“Written in tradition as old as storytelling itself…time is contracted and the sun shines in the imagination where in reality there was only shade.”—Marc Hamer
While the garden sleeps winter is a time to read. My favorite location is the couch, lying back with a cat perched atop me and the wood stove warming us. I read many kinds of books, quite a few about gardens. The big glossy photo books are like candy, while words can capture so much more. Writing about the garden can convey the atmosphere, the sounds and smells and tastes, textures, and emotions. Words can take us off on tangents into reminiscences, associations, and fantasies. Let the winter winds bluster outside; a book can transport us elsewhere.
This past month I have spent hours slowly living a year with Marc Hamer in his book “Seed to Dust”(2021), a quiet masterpiece. His experiences maintaining a twelve acre private garden in Wales owned by an elderly Miss Cashmere provide him with a vehicle for meditations on his life, labor, beauty, poetry, philosophy, his aging body, and the “constant chatter of the world”. His troubled childhood and vagrant youth are always with him. “I was a wild patch of thistles and nettles and butterflies and I did what I wanted.” Yet he is a man at peace, working in solitude, close to the earth.

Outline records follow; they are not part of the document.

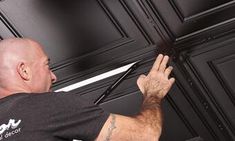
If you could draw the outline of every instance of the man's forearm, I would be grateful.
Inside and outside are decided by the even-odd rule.
[[[159,138],[162,131],[161,100],[156,96],[145,97],[141,112],[136,116]]]

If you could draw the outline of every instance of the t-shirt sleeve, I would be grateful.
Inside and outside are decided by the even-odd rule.
[[[45,126],[41,129],[63,139],[95,140],[109,116],[108,112],[80,95],[47,93],[31,98],[40,113],[40,126]]]

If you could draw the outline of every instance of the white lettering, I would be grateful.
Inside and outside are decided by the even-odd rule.
[[[17,122],[15,122],[14,119],[10,119],[8,124],[2,124],[0,126],[0,135],[2,135],[5,131],[11,129],[15,129],[19,126],[19,124],[21,123],[21,120],[18,120]]]

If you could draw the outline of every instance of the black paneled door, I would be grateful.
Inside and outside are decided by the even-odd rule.
[[[163,103],[161,141],[235,140],[234,0],[0,0],[0,40],[40,42],[54,90],[142,60],[101,106],[139,111],[136,86],[155,56],[172,58],[176,83]],[[99,97],[121,74],[73,90]]]

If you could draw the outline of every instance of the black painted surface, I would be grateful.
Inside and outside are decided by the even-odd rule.
[[[111,112],[136,114],[138,75],[170,54],[177,81],[163,103],[161,141],[235,140],[234,28],[232,0],[0,1],[0,39],[39,41],[58,76],[54,90],[145,58],[101,104]],[[94,101],[119,76],[73,93]]]

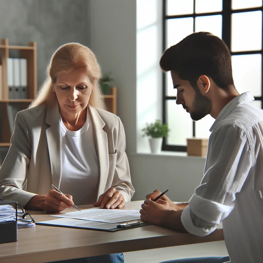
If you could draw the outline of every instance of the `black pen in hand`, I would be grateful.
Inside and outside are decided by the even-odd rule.
[[[61,191],[60,191],[60,190],[59,190],[57,188],[57,187],[56,187],[54,185],[53,185],[53,184],[52,184],[51,185],[51,187],[52,187],[52,188],[54,190],[55,190],[56,191],[57,191],[59,193],[60,193],[60,194],[62,194],[63,195],[64,195],[64,194],[63,194],[63,193],[62,193],[62,192],[61,192]],[[73,204],[73,205],[72,206],[73,207],[74,207],[75,208],[76,208],[76,209],[77,209],[79,211],[80,211],[80,212],[81,211],[81,210],[80,210],[77,207],[77,206],[75,205],[74,205]]]
[[[158,199],[160,199],[160,198],[161,197],[163,196],[163,195],[164,194],[165,194],[165,193],[166,193],[168,191],[168,189],[167,189],[167,190],[165,190],[164,192],[163,192],[159,196],[158,196],[154,200],[153,200],[153,201],[154,202],[156,202],[156,201],[157,201]]]

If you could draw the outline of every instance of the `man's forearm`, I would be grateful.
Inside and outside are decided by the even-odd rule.
[[[189,204],[188,202],[175,202],[173,203],[176,208],[176,209],[174,209],[175,211],[180,211],[183,210]]]
[[[185,205],[185,207],[186,206]],[[178,211],[173,210],[166,211],[165,216],[164,217],[162,220],[161,225],[178,232],[187,233],[181,220],[181,216],[183,210],[183,209]]]

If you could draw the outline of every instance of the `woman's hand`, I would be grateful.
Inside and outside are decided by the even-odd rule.
[[[101,195],[97,202],[93,206],[95,207],[100,206],[100,208],[114,209],[117,207],[121,208],[125,204],[124,196],[119,191],[111,187],[104,194]]]
[[[50,190],[45,196],[44,210],[48,214],[57,214],[66,208],[71,208],[74,204],[72,196]]]

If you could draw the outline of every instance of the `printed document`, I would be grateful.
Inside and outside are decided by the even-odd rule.
[[[140,215],[139,210],[91,209],[50,216],[113,223],[136,220]]]

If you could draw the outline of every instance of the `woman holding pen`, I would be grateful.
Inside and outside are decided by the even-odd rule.
[[[120,208],[134,192],[125,135],[119,118],[105,110],[95,55],[68,43],[47,72],[37,99],[17,115],[0,170],[0,198],[48,213],[74,204]],[[115,255],[88,262],[123,262]]]

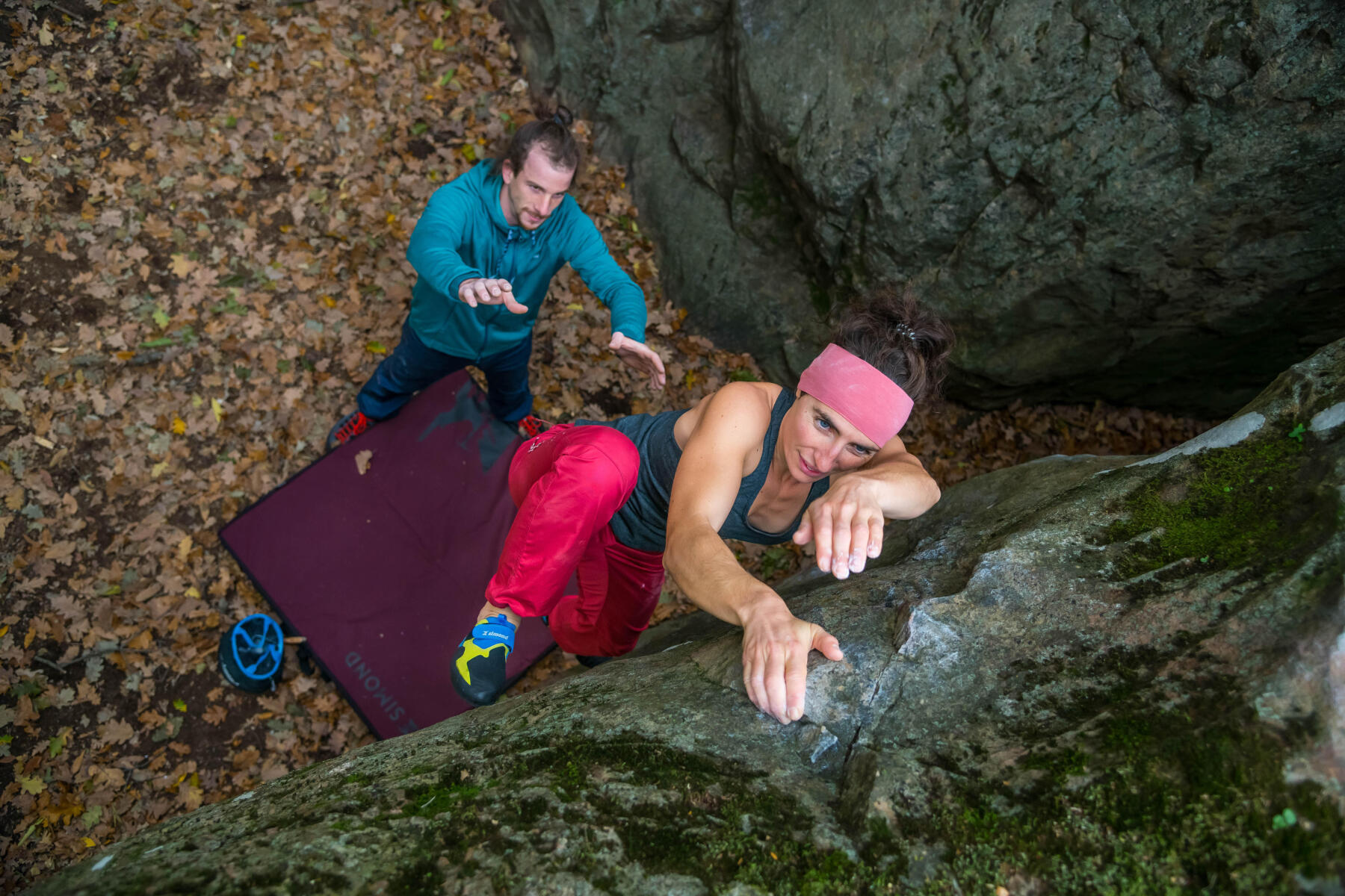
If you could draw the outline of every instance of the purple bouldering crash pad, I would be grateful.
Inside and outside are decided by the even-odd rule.
[[[331,451],[219,533],[379,737],[471,708],[449,681],[510,523],[519,437],[465,372]],[[359,473],[356,455],[371,451]],[[521,676],[553,646],[525,619]]]

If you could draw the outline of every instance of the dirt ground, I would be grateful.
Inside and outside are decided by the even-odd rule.
[[[291,660],[229,688],[221,631],[265,609],[217,532],[319,457],[395,344],[429,195],[529,117],[484,4],[0,5],[0,888],[370,733]],[[589,140],[585,122],[580,137]],[[685,407],[751,357],[664,298],[624,172],[574,189],[644,287],[651,392],[570,273],[538,324],[538,412]],[[1145,454],[1205,420],[1107,406],[924,410],[943,485],[1054,453]],[[776,580],[792,545],[740,548]],[[670,587],[656,619],[689,604]],[[553,654],[518,689],[573,666]]]

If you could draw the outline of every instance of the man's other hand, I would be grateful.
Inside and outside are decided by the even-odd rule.
[[[476,308],[477,305],[503,305],[515,314],[526,314],[527,305],[514,298],[514,286],[507,279],[473,277],[464,279],[457,287],[457,297]]]
[[[648,373],[650,388],[663,388],[663,382],[667,379],[663,372],[663,359],[659,353],[644,343],[636,343],[620,330],[612,333],[612,343],[608,345],[609,349],[616,352],[627,367],[639,371],[640,373]]]

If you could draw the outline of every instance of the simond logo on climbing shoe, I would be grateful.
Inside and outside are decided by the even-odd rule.
[[[496,647],[503,647],[504,649],[504,656],[508,657],[508,645],[506,645],[503,642],[500,642],[500,643],[492,643],[488,647],[482,647],[479,643],[476,643],[475,638],[469,639],[469,641],[464,641],[463,642],[463,654],[460,657],[457,657],[457,661],[456,661],[457,662],[457,674],[463,676],[463,681],[465,681],[467,684],[472,684],[472,672],[471,672],[471,666],[469,666],[471,661],[476,660],[477,657],[487,657],[488,658],[491,656],[491,652],[495,650]]]

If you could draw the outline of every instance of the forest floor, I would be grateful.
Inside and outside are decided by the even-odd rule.
[[[317,676],[292,668],[266,696],[223,684],[222,626],[265,604],[217,532],[321,454],[395,344],[429,195],[530,106],[473,0],[20,5],[0,1],[3,891],[371,740]],[[566,269],[537,326],[538,412],[677,408],[759,376],[691,334],[624,172],[589,159],[573,193],[644,287],[668,387],[605,351],[607,314]],[[951,485],[1208,426],[944,406],[908,433]],[[800,562],[791,545],[741,556],[772,582]],[[659,618],[686,609],[670,587]]]

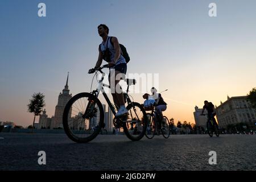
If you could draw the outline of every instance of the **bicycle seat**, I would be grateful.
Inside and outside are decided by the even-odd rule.
[[[127,83],[128,85],[132,85],[136,84],[136,80],[135,79],[129,79],[126,78],[125,79],[125,81]]]

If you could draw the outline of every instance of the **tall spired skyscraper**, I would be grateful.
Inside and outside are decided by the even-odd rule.
[[[64,89],[62,90],[62,93],[60,92],[59,95],[58,103],[55,107],[55,114],[52,121],[51,129],[63,128],[62,124],[62,117],[63,111],[67,103],[72,97],[72,94],[69,94],[69,90],[68,86],[68,73],[67,78],[66,85]]]

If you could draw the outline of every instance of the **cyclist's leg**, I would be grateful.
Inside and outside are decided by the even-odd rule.
[[[157,122],[159,123],[158,126],[160,129],[162,126],[161,121],[163,118],[162,111],[164,111],[166,110],[166,105],[160,105],[157,106],[155,107],[155,117],[157,118]]]
[[[212,119],[212,121],[213,121],[215,126],[216,126],[217,128],[218,129],[218,123],[216,122],[216,119],[215,119],[214,116],[216,115],[216,113],[212,113],[211,114],[211,118]]]
[[[114,102],[116,102],[115,104],[119,107],[116,116],[121,116],[128,113],[125,106],[125,99],[122,88],[119,84],[121,79],[125,78],[126,68],[126,63],[120,64],[116,65],[114,69],[110,69],[110,72],[109,83],[111,93]]]
[[[118,71],[113,70],[110,71],[109,76],[109,81],[110,85],[111,94],[113,96],[114,104],[118,106],[118,107],[120,107],[121,105],[125,105],[123,94],[122,92],[121,92],[121,90],[122,90],[122,88],[119,84],[120,79],[118,79],[118,77],[117,77],[117,76],[121,72]],[[118,78],[118,80],[116,80],[116,78]]]

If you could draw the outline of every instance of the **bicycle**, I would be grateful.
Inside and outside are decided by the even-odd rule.
[[[104,125],[105,125],[105,123],[104,123]],[[95,130],[95,129],[96,129],[95,127],[93,127],[93,130]],[[108,131],[107,131],[107,130],[106,130],[105,129],[105,126],[104,126],[104,127],[103,127],[101,129],[101,131],[100,132],[100,133],[101,134],[101,135],[107,135],[108,134]]]
[[[159,122],[156,121],[155,115],[158,116],[158,114],[155,111],[154,107],[151,109],[147,109],[147,110],[151,110],[151,112],[147,113],[148,118],[148,125],[147,126],[147,130],[145,133],[146,136],[148,139],[154,138],[155,134],[159,135],[159,131],[161,131],[162,134],[165,138],[168,138],[171,134],[171,123],[169,122],[166,116],[163,117],[163,119],[161,121],[160,126],[158,126]],[[158,118],[159,116],[158,115]],[[160,129],[159,130],[159,129]]]
[[[103,83],[105,73],[102,69],[106,68],[108,68],[108,64],[95,71],[91,90],[95,76],[98,83],[96,89],[90,93],[82,92],[75,95],[70,99],[65,107],[63,117],[63,127],[68,136],[74,142],[90,142],[97,136],[101,128],[104,127],[104,112],[102,105],[98,98],[100,92],[102,92],[113,114],[116,114],[115,107],[110,102],[104,88],[110,88],[109,85]],[[101,73],[100,78],[98,78],[98,72]],[[145,126],[147,124],[146,113],[143,106],[134,102],[133,98],[132,102],[128,94],[129,86],[135,85],[136,80],[128,78],[123,80],[127,84],[126,92],[123,93],[123,96],[125,102],[127,102],[126,109],[130,115],[122,118],[114,118],[113,124],[115,128],[123,127],[125,134],[130,140],[139,140],[142,138],[146,131]],[[74,126],[77,125],[82,126],[82,130],[77,130],[77,127],[74,127]],[[94,127],[96,130],[92,130],[93,127]]]
[[[205,114],[202,114],[201,115],[205,115]],[[220,136],[220,131],[218,130],[218,124],[217,123],[217,122],[213,122],[212,118],[210,118],[209,121],[209,118],[208,117],[207,122],[207,132],[210,137],[213,136],[213,133],[214,133],[215,135],[218,137]]]

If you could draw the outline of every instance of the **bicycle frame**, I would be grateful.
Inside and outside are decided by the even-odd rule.
[[[106,65],[104,65],[102,68],[106,68]],[[115,114],[117,113],[115,112],[115,108],[113,107],[112,104],[111,103],[109,97],[108,97],[108,96],[104,90],[104,87],[108,87],[109,88],[110,88],[110,85],[103,83],[103,80],[104,80],[104,76],[105,76],[106,74],[104,72],[103,72],[101,69],[100,69],[98,71],[102,75],[101,78],[100,79],[100,80],[98,81],[98,85],[97,89],[94,90],[93,90],[91,92],[91,93],[93,96],[94,96],[96,98],[98,98],[100,92],[101,92],[101,93],[103,94],[103,96],[104,97],[105,99],[106,100],[106,101],[107,102],[108,105],[109,106],[109,107],[110,108],[110,110],[112,111],[113,114],[114,114],[114,115],[115,115]],[[95,74],[96,75],[96,76],[98,75],[97,72],[96,72]],[[133,102],[131,102],[131,101],[130,99],[130,97],[127,94],[127,93],[129,92],[129,85],[128,85],[127,88],[126,90],[126,93],[123,93],[125,102],[126,102],[127,101],[128,104],[133,104]],[[88,107],[89,107],[89,105],[88,105]],[[94,107],[94,106],[93,106],[93,107],[92,107],[92,108],[93,108],[93,107]],[[85,110],[85,113],[86,113],[86,111],[87,111],[87,108]],[[136,114],[136,115],[137,115],[137,114]],[[138,117],[138,115],[137,115],[137,117]]]

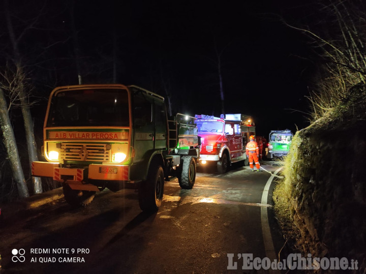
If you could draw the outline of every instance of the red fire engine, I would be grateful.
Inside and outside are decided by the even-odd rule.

He takes us back and forth, from garden to home. We meet his wife, his cat, and learn of his children. But mostly it is his long hours alone, working the soil that elicit his musings. Miss Cashmere, his employer, makes cameo appearances, tottering to her summerhouse, always with her newspaper and cigarettes and Marc is struck by the colors of her clothing. He is an observer of the details of the world around him.
While hoeing a bed of tulips he is reminded of Sylvia Plath’s poem and her statement that they are “too excitable” and he imagines visiting her in her hospital room. Then he recounts the Turkish origins of tulips and how they “drop their petals to the ground” which leads to reminiscing “in my wandering years ago I met a Dutch girl called Tulpen, who spoke very little English; I spoke no Dutch. Not speaking much was good. We just held hands and smiled and dropped our petals to the ground.” The writing superbly captures and ties together his meandering thoughts creating a poetic narrative.
Marc is truly a down-to-earth man, chronicling his hours on his knees with “rough, grubby fingers”. He knows the earth that he works. “I have learned how to be dirty; the dirty dirt stinks of shit and disease and decay and gets washed off. Clean dirt has finished its rotting process and has become wonderful, wild living earth.” He luxuriates in the proximity to nature. At one point he even convinces the quite proper and reserved Miss Cashmere to remove her shoes and feel the coolness of the newly mown lawn on her naked feet. The relationship between the two is at a distance but a mutual understated appreciation comes through.
There is a mystical quality to the telling of his prosaic life. His fantasies take on the power of myths. “I am wearing my tweed jacket, as I always do. There will be seeds of all varieties of things trapped in the lining of this jacket that go back years…I fantasise that one day, when I am too old for this labour, I will lay my tweed jacket on the ground and, as the wool rots and turns back to soil, all the seeds trapped in the seams and lining will start to grow in the shape of the wool jacket as it is consumed.”
“Seed to Dust” captures so much of the garden and beyond. His words lifted me off the couch, into the dirt of Miss Cashmere’s garden, back into my garden, and into Marc Hamer’s shared world.